When you attend these courses, what you're really getting is a short cut to preparing for the exams. For example, you can easily prepare for section 2 of BMAT by looking through CGP guides and finding the relevant areas, and then revising those topics. That is, incidentally, exactly what I did when I was preparing for BMAT, because the Kaplan course wasn't helpful at all and I needed to ensure I knew all the Science they were likely to ask. If you attend the BMAT Crash Course, you get a booklet which basically has revision notes for all 3 sciences in a coherent format, in one place. Is it necessary? No. Is it helpful? Yes.
In that sense, preparation courses are useful because the pre-work, so to speak, has already been done for you. You don't need to spent time finding the resources, you just need to practice. Which brings me to my second point - preparation courses are totally pointless if you don't put the practice in yourself. With BMAT, you might pick up a few extra points in Section 2 because a course taught you some physics that you didn't know before, but with BMAT section 1 and all of UKCAT, there's no way you're going to remember everything you were taught on a one/two-day course without reinforcing it with practice.
A lot of the time, students think of these preparation courses as magic bullets that will instantly get them a decent grade.

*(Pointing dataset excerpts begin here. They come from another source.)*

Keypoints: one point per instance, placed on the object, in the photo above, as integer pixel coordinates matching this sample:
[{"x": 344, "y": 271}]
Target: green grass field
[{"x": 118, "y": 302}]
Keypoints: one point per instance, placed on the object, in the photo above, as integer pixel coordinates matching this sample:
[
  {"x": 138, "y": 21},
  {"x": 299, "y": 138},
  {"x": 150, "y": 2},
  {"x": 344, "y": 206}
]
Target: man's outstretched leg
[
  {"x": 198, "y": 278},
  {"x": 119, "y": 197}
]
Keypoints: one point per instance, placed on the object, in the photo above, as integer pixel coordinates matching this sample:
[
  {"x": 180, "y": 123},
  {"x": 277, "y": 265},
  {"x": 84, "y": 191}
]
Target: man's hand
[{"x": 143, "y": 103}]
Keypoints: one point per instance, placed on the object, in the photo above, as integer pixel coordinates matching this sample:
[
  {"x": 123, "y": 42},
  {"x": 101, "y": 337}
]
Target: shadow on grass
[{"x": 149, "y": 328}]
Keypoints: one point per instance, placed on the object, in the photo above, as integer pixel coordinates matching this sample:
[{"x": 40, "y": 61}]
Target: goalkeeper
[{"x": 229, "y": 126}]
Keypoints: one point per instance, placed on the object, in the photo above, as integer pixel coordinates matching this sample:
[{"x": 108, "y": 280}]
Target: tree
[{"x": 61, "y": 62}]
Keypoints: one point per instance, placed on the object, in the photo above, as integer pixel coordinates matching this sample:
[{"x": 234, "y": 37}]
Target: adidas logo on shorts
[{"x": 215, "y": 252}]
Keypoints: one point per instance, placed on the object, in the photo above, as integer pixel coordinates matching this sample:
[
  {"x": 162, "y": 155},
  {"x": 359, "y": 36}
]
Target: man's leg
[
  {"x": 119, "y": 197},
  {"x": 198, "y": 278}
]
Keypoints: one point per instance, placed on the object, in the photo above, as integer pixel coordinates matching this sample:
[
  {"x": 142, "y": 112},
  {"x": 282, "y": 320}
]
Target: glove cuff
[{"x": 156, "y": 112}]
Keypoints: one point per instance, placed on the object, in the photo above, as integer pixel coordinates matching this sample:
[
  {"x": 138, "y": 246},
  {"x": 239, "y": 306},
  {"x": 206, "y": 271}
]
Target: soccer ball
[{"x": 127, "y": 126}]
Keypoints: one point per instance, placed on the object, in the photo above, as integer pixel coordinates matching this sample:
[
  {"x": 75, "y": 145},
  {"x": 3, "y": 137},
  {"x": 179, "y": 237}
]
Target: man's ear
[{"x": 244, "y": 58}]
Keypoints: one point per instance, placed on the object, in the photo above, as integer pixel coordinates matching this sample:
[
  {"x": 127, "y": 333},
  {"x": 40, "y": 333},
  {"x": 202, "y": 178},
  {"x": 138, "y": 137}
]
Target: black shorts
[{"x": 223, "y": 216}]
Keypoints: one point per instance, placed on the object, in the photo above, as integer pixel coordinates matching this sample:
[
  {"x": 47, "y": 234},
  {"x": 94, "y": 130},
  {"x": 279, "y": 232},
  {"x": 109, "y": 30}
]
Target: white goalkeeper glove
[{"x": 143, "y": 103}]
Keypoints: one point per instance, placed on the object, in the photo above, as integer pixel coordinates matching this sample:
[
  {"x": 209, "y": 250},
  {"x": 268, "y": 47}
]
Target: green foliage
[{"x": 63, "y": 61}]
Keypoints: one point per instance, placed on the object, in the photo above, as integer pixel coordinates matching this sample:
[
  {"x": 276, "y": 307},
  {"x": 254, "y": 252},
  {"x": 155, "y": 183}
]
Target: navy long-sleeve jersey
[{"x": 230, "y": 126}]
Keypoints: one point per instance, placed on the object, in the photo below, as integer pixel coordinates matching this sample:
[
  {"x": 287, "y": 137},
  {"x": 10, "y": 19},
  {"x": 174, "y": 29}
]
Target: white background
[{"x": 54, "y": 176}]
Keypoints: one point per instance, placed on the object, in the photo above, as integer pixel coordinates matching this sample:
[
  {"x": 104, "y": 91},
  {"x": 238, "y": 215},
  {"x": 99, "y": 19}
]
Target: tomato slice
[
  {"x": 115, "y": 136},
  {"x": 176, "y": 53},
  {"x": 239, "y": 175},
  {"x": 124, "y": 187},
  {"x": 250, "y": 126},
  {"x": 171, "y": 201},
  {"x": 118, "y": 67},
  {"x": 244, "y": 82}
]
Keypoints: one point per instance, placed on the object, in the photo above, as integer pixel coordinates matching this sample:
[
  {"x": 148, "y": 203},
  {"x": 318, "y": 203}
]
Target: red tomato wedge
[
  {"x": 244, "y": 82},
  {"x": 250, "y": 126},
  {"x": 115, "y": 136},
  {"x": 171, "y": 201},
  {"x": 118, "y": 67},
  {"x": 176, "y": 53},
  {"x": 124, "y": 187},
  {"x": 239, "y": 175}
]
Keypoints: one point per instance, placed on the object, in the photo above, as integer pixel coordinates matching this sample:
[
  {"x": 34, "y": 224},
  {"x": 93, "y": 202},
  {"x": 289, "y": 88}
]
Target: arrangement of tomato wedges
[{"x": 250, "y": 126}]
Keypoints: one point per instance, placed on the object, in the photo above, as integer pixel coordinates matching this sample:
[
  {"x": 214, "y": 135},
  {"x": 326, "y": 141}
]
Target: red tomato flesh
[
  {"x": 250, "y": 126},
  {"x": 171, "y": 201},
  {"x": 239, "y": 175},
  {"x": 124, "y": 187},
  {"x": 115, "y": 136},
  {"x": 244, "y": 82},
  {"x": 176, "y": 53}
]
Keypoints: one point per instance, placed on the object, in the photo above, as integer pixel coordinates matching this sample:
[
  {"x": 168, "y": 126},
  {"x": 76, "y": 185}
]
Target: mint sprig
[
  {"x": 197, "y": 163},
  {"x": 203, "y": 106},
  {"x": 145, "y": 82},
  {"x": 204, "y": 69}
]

That is absolutely not the case. If you do attend a course, you need to put just as much practice time into the exams as those who didn't attend - the only benefit is that you've been taught short cuts and techniques for answering some of the questions, and have the resources you need all in one place.
What else do you get if you attend a preparation course? Well, you get taught by people who did well on the exams and they teach you the techniques they found helpful. Did they make these techniques up themselves? Probably not, they just learnt them from a book or the internet, which means you can learn those same techniques yourself without attending the course. Attending the course just makes it easier, because again, the work has already been done for you, you just need to apply it.
At the end of the day, you need to decide if you feel spending money on a preparation course is worth it. I attended Kaplan's BMAT course, which cost £330 and got absolutely nothing out of it (except the 5 papers, which admittedly, were quite useful). I've heard though, that their UKCAT course is much better and actually does help (though it still costs £330, which is an obscene amount of money). The BMAT and UKCAT Crash Courses were created because there was no "lower end" of the price bracket - The £109 that we charge for our courses is still a lot of money, but it's far, far cheaper than the others out there, and judging by the feedback we had from our students last year, our courses are just as good (if not better) than the more expensive ones.
This has been longer than I thought it would, but just to sum up: preparation courses are not necessary, but they are helpful. It's up to you to decide whether that £109 (or £330) is worth it for the materials and the teaching that you get.